REPUBLIKA.CO.ID, JAKARTA -- Para ilmuwan mungkin akan mengambil langkah besar untuk mencapai target emisi karbon Net Zero, berkat penelitian alga yang dilakukan oleh University of Houston. Potensi tersembunyi sedang diungkap dalam penelitian alga (ganggang) di laboratorium produk mikroba, yang terletak di UH di Sugar Land, Texas, AS.
Venkatesh Balan, professor rekayasa teknologi di University of Houston, sedang mengeksplorasi sifat-sifat yang mengejutkan di antara organisme fototropik air tawar dan air asin yang disebut sebagai mikroalga. Mikroalga dapat menyerap karbon dioksida (CO2) dari atmosfer. Yang menarik, mikroalga mampu mengubah CO2 yang ditangkap menjadi protein, lipid, dan karbohidrat.
"Proses ramah lingkungan ini melampaui masalah iklim. Sebagai contoh, proses ini bahkan dapat mengubah cara kita memproduksi makanan," ujar Balan, yang telah mempelajari alga selama tujuh tahun.
Penelitian Balan mengevaluasi potensi penggunaan mikroalga untuk mengolah air limbah dan menggunakan biomassa ganggang untuk memproduksi makanan, pupuk, bahan bakar, dan bahan kimia. Alga yang ditanam dalam pengolahan air tawar, seperti spirulina, digunakan dalam suplemen kesehatan dan kosmetik. Di masa depan, mikroalga dapat digunakan sebagai bahan baku berkelanjutan untuk memproduksi bahan bakar nabati dan biokimia yang dapat mengurangi ketergantungan pada bahan bakar fosil.
Namun, kekuatan mikroalga yang paling mendesak adalah potensinya untuk memainkan peran kunci dalam menjawab pemanasan global di seluruh dunia.
"Kita sedang mengalami perubahan iklim. Suhu panas mencapai 38 derajat Celcius selama tiga bulan di Texas, dan di beberapa bagian dunia lain, yang belum pernah terjadi sebelumnya. Itu adalah bukti dari perubahan iklim. Tidak ada yang bisa menyangkalnya," kata Balan seperti dilansir Eurasia, Senin (30/10/2023).
Efek rumah kaca juga telah mempercepat pemanasan global. Gas rumah kaca dapat terdiri dari gas apa pun yang menyerap radiasi inframerah. Di atmosfer Bumi, CO2 dan klorofluorokarbon adalah faktor utama.

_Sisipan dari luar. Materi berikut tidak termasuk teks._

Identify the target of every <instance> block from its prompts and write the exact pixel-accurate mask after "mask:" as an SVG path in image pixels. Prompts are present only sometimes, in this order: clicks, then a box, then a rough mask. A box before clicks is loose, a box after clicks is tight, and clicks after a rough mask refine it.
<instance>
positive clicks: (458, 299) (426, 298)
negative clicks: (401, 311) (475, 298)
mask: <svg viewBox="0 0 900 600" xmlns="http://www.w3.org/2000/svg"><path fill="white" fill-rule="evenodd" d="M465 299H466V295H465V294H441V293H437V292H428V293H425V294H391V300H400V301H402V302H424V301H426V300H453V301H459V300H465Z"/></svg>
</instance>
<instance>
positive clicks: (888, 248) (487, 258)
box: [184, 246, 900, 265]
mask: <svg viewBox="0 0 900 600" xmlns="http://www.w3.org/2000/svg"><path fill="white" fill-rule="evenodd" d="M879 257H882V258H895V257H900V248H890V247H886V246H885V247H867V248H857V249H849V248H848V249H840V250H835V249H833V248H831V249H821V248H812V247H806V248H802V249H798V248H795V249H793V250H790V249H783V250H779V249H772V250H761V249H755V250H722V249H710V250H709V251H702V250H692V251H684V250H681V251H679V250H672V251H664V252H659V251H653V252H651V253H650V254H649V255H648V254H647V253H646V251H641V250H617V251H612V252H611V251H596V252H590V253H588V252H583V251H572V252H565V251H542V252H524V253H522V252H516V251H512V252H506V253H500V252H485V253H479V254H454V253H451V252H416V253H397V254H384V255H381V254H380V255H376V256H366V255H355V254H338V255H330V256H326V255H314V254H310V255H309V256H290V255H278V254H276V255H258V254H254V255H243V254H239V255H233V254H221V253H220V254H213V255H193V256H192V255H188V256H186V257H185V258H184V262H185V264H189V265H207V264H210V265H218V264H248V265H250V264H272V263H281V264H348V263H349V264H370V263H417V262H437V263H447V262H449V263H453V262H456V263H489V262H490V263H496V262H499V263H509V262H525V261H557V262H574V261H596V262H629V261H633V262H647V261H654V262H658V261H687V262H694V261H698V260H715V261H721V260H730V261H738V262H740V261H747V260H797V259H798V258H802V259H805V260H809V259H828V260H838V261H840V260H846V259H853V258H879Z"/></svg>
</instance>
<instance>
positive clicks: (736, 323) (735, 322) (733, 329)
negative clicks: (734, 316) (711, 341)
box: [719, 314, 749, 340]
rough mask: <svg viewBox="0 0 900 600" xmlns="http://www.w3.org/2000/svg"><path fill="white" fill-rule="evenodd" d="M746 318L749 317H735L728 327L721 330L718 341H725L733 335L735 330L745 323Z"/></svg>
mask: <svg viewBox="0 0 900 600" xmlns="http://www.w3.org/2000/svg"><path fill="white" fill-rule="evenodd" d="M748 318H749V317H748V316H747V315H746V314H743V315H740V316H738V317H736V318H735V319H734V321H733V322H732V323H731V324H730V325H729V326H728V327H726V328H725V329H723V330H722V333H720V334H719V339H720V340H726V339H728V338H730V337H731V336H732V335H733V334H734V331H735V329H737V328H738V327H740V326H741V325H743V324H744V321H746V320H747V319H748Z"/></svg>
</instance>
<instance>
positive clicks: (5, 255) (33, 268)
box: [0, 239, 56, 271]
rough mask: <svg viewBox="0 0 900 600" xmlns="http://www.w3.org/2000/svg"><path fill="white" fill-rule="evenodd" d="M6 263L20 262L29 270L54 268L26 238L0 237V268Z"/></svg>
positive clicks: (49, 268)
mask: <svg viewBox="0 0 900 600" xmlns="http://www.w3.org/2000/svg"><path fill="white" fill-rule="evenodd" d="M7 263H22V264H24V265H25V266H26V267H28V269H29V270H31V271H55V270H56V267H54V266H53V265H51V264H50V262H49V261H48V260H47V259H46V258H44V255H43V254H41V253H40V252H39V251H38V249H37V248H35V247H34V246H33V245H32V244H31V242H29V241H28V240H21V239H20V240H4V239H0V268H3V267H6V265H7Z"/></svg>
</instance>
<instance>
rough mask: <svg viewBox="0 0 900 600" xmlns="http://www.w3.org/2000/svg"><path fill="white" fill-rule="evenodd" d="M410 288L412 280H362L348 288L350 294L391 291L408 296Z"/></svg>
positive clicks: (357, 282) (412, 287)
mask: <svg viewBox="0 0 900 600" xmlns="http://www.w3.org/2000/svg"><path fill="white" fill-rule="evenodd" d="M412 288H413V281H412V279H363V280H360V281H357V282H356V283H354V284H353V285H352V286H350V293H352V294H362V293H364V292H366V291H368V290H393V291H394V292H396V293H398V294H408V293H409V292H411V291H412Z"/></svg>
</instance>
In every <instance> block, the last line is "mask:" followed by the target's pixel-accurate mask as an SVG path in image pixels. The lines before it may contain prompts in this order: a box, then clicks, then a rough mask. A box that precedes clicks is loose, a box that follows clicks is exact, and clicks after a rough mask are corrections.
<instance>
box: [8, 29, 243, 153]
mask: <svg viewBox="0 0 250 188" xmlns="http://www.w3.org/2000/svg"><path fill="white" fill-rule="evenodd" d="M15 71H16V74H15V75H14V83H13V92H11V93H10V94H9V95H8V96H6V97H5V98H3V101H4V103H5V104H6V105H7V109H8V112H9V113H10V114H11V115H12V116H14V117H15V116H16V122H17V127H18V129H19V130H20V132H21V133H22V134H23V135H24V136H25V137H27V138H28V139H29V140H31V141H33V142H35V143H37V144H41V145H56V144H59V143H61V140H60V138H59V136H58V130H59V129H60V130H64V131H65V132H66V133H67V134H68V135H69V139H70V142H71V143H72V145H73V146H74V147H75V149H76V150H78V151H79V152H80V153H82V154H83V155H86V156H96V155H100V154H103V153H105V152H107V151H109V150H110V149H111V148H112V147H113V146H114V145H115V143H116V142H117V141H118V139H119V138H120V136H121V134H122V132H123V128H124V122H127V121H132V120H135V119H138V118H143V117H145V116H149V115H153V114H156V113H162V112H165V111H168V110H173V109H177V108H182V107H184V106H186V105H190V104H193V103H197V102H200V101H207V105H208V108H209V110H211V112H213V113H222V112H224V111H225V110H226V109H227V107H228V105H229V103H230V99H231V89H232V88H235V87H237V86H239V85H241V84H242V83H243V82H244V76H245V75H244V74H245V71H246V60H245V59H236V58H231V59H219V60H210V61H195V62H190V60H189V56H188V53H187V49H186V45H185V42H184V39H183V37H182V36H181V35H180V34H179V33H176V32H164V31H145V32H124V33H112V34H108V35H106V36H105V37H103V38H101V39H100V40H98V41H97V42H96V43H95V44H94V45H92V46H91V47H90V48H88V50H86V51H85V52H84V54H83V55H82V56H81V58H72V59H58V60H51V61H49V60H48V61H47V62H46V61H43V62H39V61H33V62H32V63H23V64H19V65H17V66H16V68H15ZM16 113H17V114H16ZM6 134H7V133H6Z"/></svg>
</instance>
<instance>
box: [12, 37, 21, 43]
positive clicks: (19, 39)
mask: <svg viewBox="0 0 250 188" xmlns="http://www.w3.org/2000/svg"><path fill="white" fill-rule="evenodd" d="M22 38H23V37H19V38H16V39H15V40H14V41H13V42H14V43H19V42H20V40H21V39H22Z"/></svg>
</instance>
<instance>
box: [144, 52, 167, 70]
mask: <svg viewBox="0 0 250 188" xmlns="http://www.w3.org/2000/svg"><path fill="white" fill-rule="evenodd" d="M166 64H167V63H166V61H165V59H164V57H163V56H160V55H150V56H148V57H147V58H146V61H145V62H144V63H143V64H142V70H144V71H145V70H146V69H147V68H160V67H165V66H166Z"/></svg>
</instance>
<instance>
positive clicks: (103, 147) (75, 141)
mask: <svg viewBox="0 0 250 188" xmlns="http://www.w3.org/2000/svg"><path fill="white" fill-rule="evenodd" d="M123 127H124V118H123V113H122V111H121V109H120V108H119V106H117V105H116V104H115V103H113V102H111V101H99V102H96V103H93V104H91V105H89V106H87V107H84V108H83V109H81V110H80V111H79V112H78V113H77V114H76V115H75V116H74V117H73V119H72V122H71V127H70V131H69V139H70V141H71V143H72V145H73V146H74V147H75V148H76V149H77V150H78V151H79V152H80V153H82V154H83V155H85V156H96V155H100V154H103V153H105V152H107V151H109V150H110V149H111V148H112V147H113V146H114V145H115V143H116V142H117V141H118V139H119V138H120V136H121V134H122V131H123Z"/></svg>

"Ada banyak ketertarikan di antara para pembuat undang-undang dan pembuat kebijakan, bahkan di antara perusahaan-perusahaan yang mengeluarkan gas rumah kaca, untuk mencari alternatif, terutama untuk gas-gas yang dikeluarkan oleh industri," ujar Balan.
Namun industri tidak dapat disalahkan atas semua masalah polusi yang terjadi. Balan mengatakan bahwa pilihan gaya hidup masyarakat seperti makanan yang dikonsumsi, food waste atau pemborosan pangan, dan kendaraan pribadi, turut berkontribusi dalam peningkatan emisi karbon.
“Jumlahnya sangat banyak, namun masalah karbon itu mudah diabaikan karena kita tidak bisa melihat secara langsung. Namun, semua konsumen berkontribusi, dengan cara kita sendiri, terhadap efek rumah kaca,” kata Balan.
Untuk mengatasi kelebihan CO2 di atmosfer, banyak ahli yang telah menciptakan berbagai inovasi seperti teknologi penangkap karbon atau mengubur karbon di bawah lautan. Namun semua itu, membutuhkan biaya yang mahal dan energi yang tidak sedikit.
"Kami datang dengan pendekatan alternatif menggunakan ganggang untuk memperbaiki CO2 dan kemudian menggunakan karbon untuk membuat bioproduk yang berguna bagi umat manusia," jelas Balan.
Balan dan asisten peneliti Masha Alian juga menemukan bahwa ganggang dapat digunakan sebagai substrat untuk memproduksi jamur, alat lain yang berguna dalam mencapai Net Zero. Hubungan simbiosis antara ganggang dan jamur dapat ditemukan pada lumut, yang merupakan organisme komposit.
Di laboratorium Balan, para peneliti mencoba meniru bagaimana lumut tumbuh di alam. "Ganggang menghasilkan oksigen, dan jamur menstabilkan CO2 dan menghasilkan oksigen. Sebagai bonus, sebagian besar makanan yang terdiri dari ganggang dan jamur dapat dikonversi menjadi produk makanan sehat,” kata Balan.